Он был прав. Если присмотреться, можно было заметить, что некоторое, весьма поверхностное сходство подчеркивалось прической и формой бороды: перед ними стоял актер, вживающийся в образ. О'Лайам-Роу вдруг разозлился:

— Опасная забава выставлять двух королей в этой стране дураков.

Если брюнет, прохлаждавшийся в.. дверном проеме, и пытался разыгрывать из себя короля, то очень скоро ему пришлось оставить эту затею. Из-за угла выбежала девочка лет семи и, горько плача, бросилась к отцу. Сверху не было слышно, что она говорила, но бородач быстро надел шляпу, наклонился и встряхнул девчонку, а поскольку душераздирающие вопли не прекращались, схватил ее за руку и поволок прочь. Вид у него при этом был, как у всякого отца, которого прилюдно позорят невоспитанные отпрыски. От давешней королевской осанки не осталось и следа.

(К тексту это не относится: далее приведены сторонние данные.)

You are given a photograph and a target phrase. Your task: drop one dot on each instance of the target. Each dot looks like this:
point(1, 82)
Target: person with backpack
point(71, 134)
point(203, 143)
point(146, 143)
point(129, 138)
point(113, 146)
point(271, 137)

— Тади Бой, ты прав, — сказал О'Лайам-Роу. — Думаю, я все же не зря тебя нанял, хоть ты и дорого мне обходишься. Пойди вниз, пропусти стаканчик с Пайдаром, а я пока прикину, в чем мне идти играть с этими проклятыми кровопийцами в золотых кружевах, чтоб они провалились. Он, кстати, хорош?

— Кто?

— Кюроль Генрих. Он хорошо играет в мяч?

— Так себе. Но он все равно лучший спортсмен в королевстве и его окрестностях, — съязвил Тади Бой и отправился восвояси.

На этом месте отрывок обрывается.